Figure 5. Kinetics of S-nZVI/P, nZVI/P and nZVI removal CR (dosage 1.6 g/L, C₀ = 20 mg/L, room temperature).

In order to better describe the kinetics of removing Congo red by S-nZVI/P，nZVI/P and nZVI, the experimental data are simulated in Figure 5. The reaction kinetics processes of S-nZVI/P and nZVI/P are described as equations 4, 5 and 6:

(4) $\mathrm{y}=-61.25\times e^{\frac{-x}{6.07}}-38.65\times e^{\frac{-x}{29.24}}+99.87$(4)

(5) $\mathrm{y}=-51.26\times e^{\frac{-x}{6.49}}-26.72e^{\frac{-x}{30.69}}+77.77$(5)

(6) $\mathrm{y}=-30.11\times e^{\frac{-x}{34.18}}-26.75\times e^{\frac{-x}{4.54}}+56.89$(6)

where y is the removal rate (%) and x is the reaction time. The two-phase exponential decay function could be described with time constant parameters. The fitting results are shown in Table 4. The R-square was greater than 0.99, indicating that the fitting result of S-nZVI/P was better than that of nZVI/P and nZVI. The fit statuses were all succeeded.
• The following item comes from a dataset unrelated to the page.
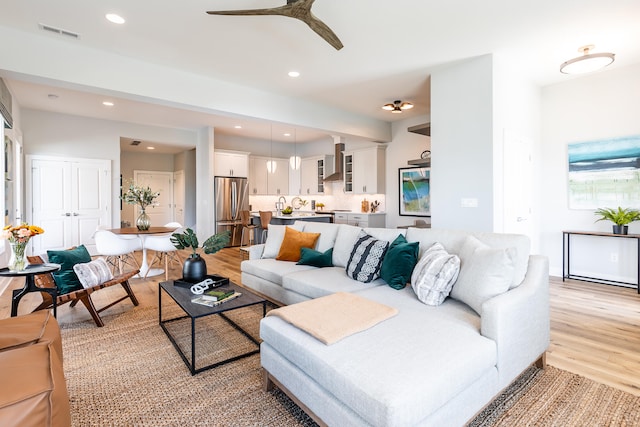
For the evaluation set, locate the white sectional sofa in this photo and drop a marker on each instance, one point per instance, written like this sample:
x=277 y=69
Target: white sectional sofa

Table 4. Fitting results of S-nZVI/P, nZVI/P and nZVI removing CR.

	S-nZVI/P	nZVI/P	nZVI
Number of Points	11	11	11
Degrees of Freedom	6	6	6
Reduced Chi-Sqr	0.13,175	0.74,268	0.25,713
Residual Sum of Squares	0.79,048	4.45,607	1.54,276
Adj. R-Square	0.99,987	0.99,883	0.99,923
Fit Status	Succeeded (100)	Succeeded (100)	Succeeded (100)

4. Conclusion

In this study, we prepared S-nZVI/P by treating nZVI/P and nZVI with sodium dithionite for CR degradation from aqueous solutions. The effects of Fe/S, temperature and sulfidate time on the CR degradation were investigated using orthogonal experiment. The degradation rate achieved the maximum value at an Fe/S ratio of 1 at 30°C for 3 h. Both the SEM and XPS analyses showed that the sulfur species was fully loaded onto nZVI/P particles, and the nZVI/P was coated with FeS layers in the resultant material. In the degradation experiments, S-nZVI/P showed an enhanced removal rate towards CR as compared to nZVI/P and nZVI. CR removal by S-nZVI/P agreed with the kinetics model. The removal mechanism entails chemical adsorption of CR onto S-nZVI/P, and atomic hydrogen reduction. The excellent degradation performance of S-nZVI/P makes it a promising material for the removal of pollutants in aqueous solutions.

Disclosure statement

No potential conflict of interest was reported by the authors.

Additional information

Funding

This work was supported by the Natural science fund for collleges and universities in Jiangsu Province [15KJB610015].